Looking back on it, I think the principal reason why I scoffed for months at the notion that Mitt Romney might choose Paul Ryan as his running mate was that I couldn’t even hope that our side would get so lucky.
I took for granted that Romney’s advisers recognized the enormous political danger in making such a choice — and I’ve read that such was exactly the case with some advisers who opposed the Mittster’s eventual choice. Even now, I can hardly believe that these people were overruled.
E.J. Dionne has some other WORTHY SLANTS on the political fallout from the Ryan choice:
There is the idea of having Paul Ryan on the Republican ticket, and then there is the reality.
If conservative ideologues are over the moon at having their favorite conviction politician as Mitt Romney’s vice presidential running mate, many Republican professionals — particularly those running this fall — are petrified. They freely express private fears that Democrats will succeed in Ryanizing the entire GOP.

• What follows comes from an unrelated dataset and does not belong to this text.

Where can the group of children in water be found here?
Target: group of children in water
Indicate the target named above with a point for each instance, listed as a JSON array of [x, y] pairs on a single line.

What’s striking is not just that down-ballot Republican candidates are distancing themselves from Ryan’s proposals, particularly on Medicare, but that Romney won’t take ownership of them either, except in vague terms. Worse, the Romney apparatus is forcing Ryan to distance himself from his own budget. It was sad to watch Ryan dancing around these issues on Fox News Tuesday night and having to say that Romney is the boss. How long before conservatives start producing “Let Ryan Be Ryan” bumper stickers?